The Government’s net borrowings in the calendar year to 8 February, in Rupee terms, increased by a massive 120.63 per cent (Rs 177,393.78 million) to Rs 324,450.99 million, year on year, interpretation of official data showed.
Last year, during the same period, the Government’s net borrowings amounted to a mere Rs 147,057.21 million.
The probable reason in increased borrowings may be adduced from what Prime Minister Ranil Wickremesinghe, speaking at a function in Colombo on 8 February said. He said, “In the five year period from the current and up to 2022, Sri Lanka’s debt servicing commitments amounted to US$
9 billion as foreign obligations and a further Rs 2 trillion in reference to the honouring of Treasury (T) Bond maturities.”
The present net borrowings included Rs 148,500 million in the form of issuing T Bills, Rs 80,000 million T Bond borrowings, US$ 470.57 million (Rs 72,656.01 million) Sri Lanka Development Bond (SLDB) borrowings (The conversions are based on the middle rate of the closing price of the benchmark ‘spot’ as at 8 February which was Rs 154.40 to the US Dollar) and Rs 23,294.98 million in the form of money printing (MP) vis-à-vis the Central Bank of Sri Lanka’s (CBSL’s) open market operations (OMO).
In the corresponding period last year, the GoSL’s total net borrowings included Rs 131,755 million via the issuance of T Bills, Rs 65,512 million T Bond borrowings and US$ 458 million (Rs 69,501.50 million) SLDB borrowings (The conversions are based on the then administered ‘spot’ which closed at Rs 151.75 to the Dollar as at 8 February, 2017).

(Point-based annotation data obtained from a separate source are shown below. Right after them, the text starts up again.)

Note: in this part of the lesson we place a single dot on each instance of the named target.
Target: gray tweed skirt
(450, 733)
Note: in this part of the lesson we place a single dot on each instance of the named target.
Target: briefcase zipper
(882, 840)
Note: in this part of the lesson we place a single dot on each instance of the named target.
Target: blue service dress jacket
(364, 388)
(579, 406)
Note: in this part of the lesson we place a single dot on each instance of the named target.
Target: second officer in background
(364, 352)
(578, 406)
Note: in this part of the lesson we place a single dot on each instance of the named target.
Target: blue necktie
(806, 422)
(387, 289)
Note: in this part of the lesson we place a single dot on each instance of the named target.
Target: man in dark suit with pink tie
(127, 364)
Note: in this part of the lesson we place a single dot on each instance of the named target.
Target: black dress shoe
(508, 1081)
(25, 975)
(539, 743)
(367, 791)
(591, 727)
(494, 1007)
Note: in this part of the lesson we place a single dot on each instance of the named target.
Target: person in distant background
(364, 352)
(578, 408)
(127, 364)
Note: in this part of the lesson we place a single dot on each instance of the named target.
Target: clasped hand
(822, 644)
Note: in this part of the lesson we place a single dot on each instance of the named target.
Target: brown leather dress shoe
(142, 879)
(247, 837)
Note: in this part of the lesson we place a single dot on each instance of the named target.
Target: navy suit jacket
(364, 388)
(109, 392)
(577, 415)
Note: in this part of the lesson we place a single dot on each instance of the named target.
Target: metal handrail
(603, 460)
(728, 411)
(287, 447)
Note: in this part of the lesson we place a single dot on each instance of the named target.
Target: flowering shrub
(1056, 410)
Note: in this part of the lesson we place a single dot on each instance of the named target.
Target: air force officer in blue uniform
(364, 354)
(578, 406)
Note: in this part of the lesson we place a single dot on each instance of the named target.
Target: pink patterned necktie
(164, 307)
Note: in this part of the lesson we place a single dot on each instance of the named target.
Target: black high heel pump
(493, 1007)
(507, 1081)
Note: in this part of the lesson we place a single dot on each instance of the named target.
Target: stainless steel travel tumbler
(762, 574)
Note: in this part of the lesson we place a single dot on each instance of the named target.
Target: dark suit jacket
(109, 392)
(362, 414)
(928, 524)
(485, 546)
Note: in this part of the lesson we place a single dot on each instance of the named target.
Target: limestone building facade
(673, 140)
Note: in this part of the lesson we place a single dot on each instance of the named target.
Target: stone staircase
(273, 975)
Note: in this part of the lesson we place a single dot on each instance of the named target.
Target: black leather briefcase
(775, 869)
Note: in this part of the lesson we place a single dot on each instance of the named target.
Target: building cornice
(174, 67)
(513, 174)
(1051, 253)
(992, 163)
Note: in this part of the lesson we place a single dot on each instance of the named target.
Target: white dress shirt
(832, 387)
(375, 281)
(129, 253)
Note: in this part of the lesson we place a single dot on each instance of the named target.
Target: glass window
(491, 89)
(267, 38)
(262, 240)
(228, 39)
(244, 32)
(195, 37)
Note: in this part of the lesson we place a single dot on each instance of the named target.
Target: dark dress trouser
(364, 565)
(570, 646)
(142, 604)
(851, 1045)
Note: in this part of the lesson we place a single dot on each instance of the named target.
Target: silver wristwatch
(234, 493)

Additionally, the CBSL retired maturing MP issues totaling Rs 119,711.29 million in the review period vis-à-vis its OMO, which value is taken as a debit in the computation of the GoSL’s net borrowings from 1 January, 2017 to 8 February, 2017.
However, in respect of the base value of MP, vis-à-vis its value of 8 February, 2017 and 8 February, 2018 as per the CBSL’s OMO, recorded figures of Rs 221,110.07 million and Rs 17,343.03 million respectively, a decline of 92.16 per cent (Rs 203,767.04 million) since.
‘Spot’ trades are settled after two market days from the date of transaction. The CBSL deals in ‘spot.’ The ‘spot’ at times is controlled to minimize Sri Lanka’s Rupee debt costs. Usually the Treasury is bereft of Dollars unless it has raised Dollars by way of a syndicated loan or by a sovereign bond or by issuing SLDBs or by a similar such vehicle.
Nonetheless, more often than not, such costs are met from the CBSL’s foreign reserves after buying the required greenbacks by paying the CBSL its Rupee value in ‘spot’ equivalents. Therefore, a weak ‘spot’ will only inflate the GoSL’s Rupee debt stock. To prevent such a scenario, the GoSL exerts moral suasion (a non-official monetary policy tool used by Governments to persuade financial institutions to follow suggested guidelines on the availability of credit and its cost) on the ‘spot’, like what happened on 8 February, 2017. However, currently, the ‘spot’ operates in a liberalized environment.
The interbank foreign exchange market is avoided to meet the GoSL’s foreign debt servicing commitments for fear that such would cause depreciative pressure on the Rupee.